Thursday, November 13, 2008

Private profanity police

Is this command state day? This is the second consecutive entry here about localized anti-people programs (as opposed to national economic stories).

Cincinnati has the hated CCCDC, but Memphis has the Center City Commission. They're similar in that they're committees that represent right-wing private downtown business interests but insource control over public spaces.

What it boils down to is that they're private entities that try to exercise police powers on public property.

In February, the Center City Commission decided to hire a private security firm to harass Memphis's homeless and other poor on the public right-of-way. The security force was to be armed with batons and stun guns. This meanness was driven by the desire to turn the city into what the director of the Mid-South Peace and Justice Center called "a private playground for the wealthy."

Private security aren't police. They can't make arrests on public property. Even police can't arrest someone for being homeless, because being homeless is not a crime. (Vagrancy laws were voided decades ago.) So I guarantee that if I was a homeless citizen of Memphis, the Center City Commission would face a lawsuit the moment their private patrols put their hands on me.
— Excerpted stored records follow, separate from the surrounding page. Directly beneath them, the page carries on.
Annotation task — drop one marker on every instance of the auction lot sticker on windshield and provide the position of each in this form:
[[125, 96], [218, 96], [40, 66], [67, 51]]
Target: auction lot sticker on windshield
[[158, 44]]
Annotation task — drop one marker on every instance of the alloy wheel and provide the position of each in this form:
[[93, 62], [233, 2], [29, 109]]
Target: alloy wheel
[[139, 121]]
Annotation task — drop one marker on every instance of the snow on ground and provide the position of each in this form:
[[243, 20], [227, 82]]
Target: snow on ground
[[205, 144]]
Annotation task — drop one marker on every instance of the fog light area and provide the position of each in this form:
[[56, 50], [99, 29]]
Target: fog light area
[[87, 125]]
Now the situation has gone a step further in the Disney World for the very rich that the Center City Commission wants downtown Memphis to be. The committee's private security firm has set up bike patrols to arrest folks for uttering profane language on the public streets. The firm is doing this as part of its enforcement of a "disorderly conduct code" on downtown.

Grow up, will ya?

I don't think there's a single one of the "7 dirty words" or any of their common derivatives that I didn't hear being spoken fluently by schoolmates in first grade almost 30 years ago. The real obscenity isn't words, but actions: Why should the homeless be subjected to the obscenity of being arrested by the Center City Commission just for being homeless? Why should other members of the public be force-fed the obscenity of having to witness this sickening spectacle?

Someone can get cuffed now for saying "damn" on a downtown street, but no action is taken at all against right-wing bigots who commit terroristic threatening against a rally? Isn't that the dumbest thing you've ever heard of?

I'd hate to disappoint Big Business, but America's downtowns aren't here to be corporate fiefdoms to cater to elites who seek to monopolize the city's amenities.